The XML Extract Component is a transformation component used to extract column data from XML documents. Configure your outputs by importing an example XML, Importing an XSD schema, or manually adding/removing nodes. From there just configure the columns for each output and the component is ready to extract data from XML documents from the Input.
This page allows you to import an example XML document or an XSD schema to generate the expected hierarchy of incoming XML documents. From there you can add and remove nodes manually to refine the structure.
Once you've added some nodes by either importing or manually adding, you may need to refine the structure by editing the node properties. The following properties will have an effect on the extract process:
- XML Name - This is the name of the element or attribute as it is in the expected XML. Notice when this property is changed the XPath and Data Name properties are automatically updated.
- Data Name - This is the name of the Output (green rows) or Column (yellow rows). Notice that some rows do not have a Data Name property. This is because these are nodes that define hierarchy and have no immediate value to extract. These nodes are important however because it affects the XPath of child nodes.
Type - There are 5 different XML node types to choose from:
- CollectionElement - This node contains a list of elements. Notice the XPath of the child elements will contain a '[n]' at the end. This means this element repeats. This node can only have one non-attribute child.
- ComplexElement - This node often just defines hierarchy and is simply a node that contains nodes.
- ComplexElements - This is a ComplexElement that will repeat multiple times at the current XPath position (Notice the '[n]' at the end of the XPath to indicate this).
- Element - This node is a basic element with containing a value.
- Attribute - This node is an attribute of the parent node.
Prefix - This contains a list of prefixes defined in the Namespaces table in the General Page, along with two special values:
- <<Inherit>> - This node has the same prefix used by its parent. If there is no parent, then there is no prefix.
- <<None>> - This node will use no prefix, even if its parent does.
- XPath - This property is not editable but instead generated based on the above properties.
Configure Input and Output settings, along with defining namespaces.

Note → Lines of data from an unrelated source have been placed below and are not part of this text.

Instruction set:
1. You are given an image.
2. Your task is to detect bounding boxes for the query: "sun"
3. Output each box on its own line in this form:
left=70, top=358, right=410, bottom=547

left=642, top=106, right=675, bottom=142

Specifies the input column that contains the XML to extract.
- Null Mode
Specifies what represents a NULL value in the XML. There are three options:
- Not Found - If an element cannot be found then the value is NULL.

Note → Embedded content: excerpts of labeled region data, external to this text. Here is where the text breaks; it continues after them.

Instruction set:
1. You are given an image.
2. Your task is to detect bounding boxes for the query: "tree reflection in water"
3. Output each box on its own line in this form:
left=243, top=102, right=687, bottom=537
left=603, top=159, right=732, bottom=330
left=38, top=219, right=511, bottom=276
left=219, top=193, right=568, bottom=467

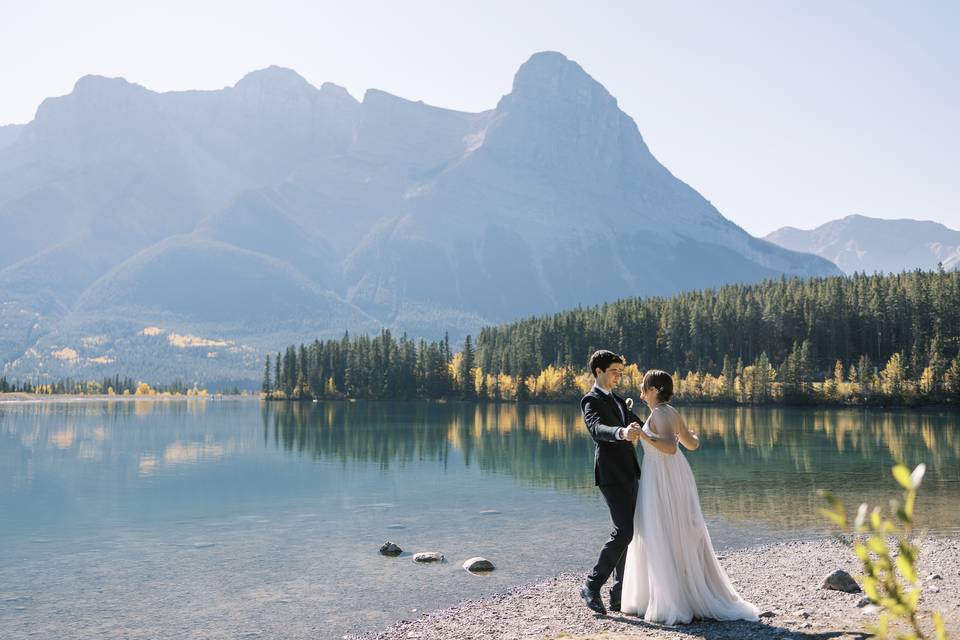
left=261, top=402, right=960, bottom=531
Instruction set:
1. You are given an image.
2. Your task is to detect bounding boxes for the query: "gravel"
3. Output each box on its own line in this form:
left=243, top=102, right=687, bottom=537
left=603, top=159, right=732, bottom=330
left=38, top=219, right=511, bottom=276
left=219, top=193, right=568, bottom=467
left=344, top=536, right=960, bottom=640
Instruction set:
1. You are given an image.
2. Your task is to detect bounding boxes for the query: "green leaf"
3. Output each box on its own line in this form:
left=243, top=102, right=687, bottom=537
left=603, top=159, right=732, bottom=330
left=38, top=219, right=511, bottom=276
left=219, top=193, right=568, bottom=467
left=903, top=491, right=917, bottom=522
left=893, top=464, right=913, bottom=490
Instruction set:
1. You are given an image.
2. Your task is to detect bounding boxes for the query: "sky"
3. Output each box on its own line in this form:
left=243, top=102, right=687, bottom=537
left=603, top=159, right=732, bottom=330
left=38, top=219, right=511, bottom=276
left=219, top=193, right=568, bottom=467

- Empty String - If an element cannot be found or is empty then the value is NULL.
- xsi:nil - If an element cannot be found or the element has an attribute of "xsi:nil" set to "True" then the value is NULL.
In the Outputs data grid, you can check and uncheck outputs to specify if you wish to have these outputs in your component. You can also configure the following properties:
- Output Name - The name of the output
- Key Field - This specifies the identifier column for this output. This is important for linking outputs with each other. By default, the Key Field is set to '_RowIndex' which is a special field that contains the current count of this output element. This is useful because many times an XML object will have no key field because relationships are defined hierarchically. During runtime, the value of this field will go into the _ParentKeyField field of all of this output's children.
Add and remove namespaces (by clicking the '+' and '-' buttons) and assign them prefixes. Note, the prefix does not need to match that of the incoming XML. It is simply used as an alias in XPaths that use this namespace.
Configure column settings for each output.
Select the output whose columns you wish to configure in the top left combo box. Select a column in the data grid on the left to populate its properties in the property grid on the right. There are a couple of special columns to take note of:
- _RowIndex - This column contains the current count of this output element.
- _ParentKeyField - This column contains the value of this records parent key field.
This page allows you to specify how errors should be handled when they happen.
- There are three options available.
- Fail on error
- Redirect rows to error output
- Ignore error
When the Redirect rows to error output option is selected, rows that failed to be sent will be redirected to the 'Error Output' output of the Transformation Component. As indicated in the screenshot below, the blue output connection represents rows that were successfully sent, and the red 'Error Output' connection represents rows that were erroneous. The 'ErrorMessage' output column found in the 'Error Output' may contain the error message that was reported by the component.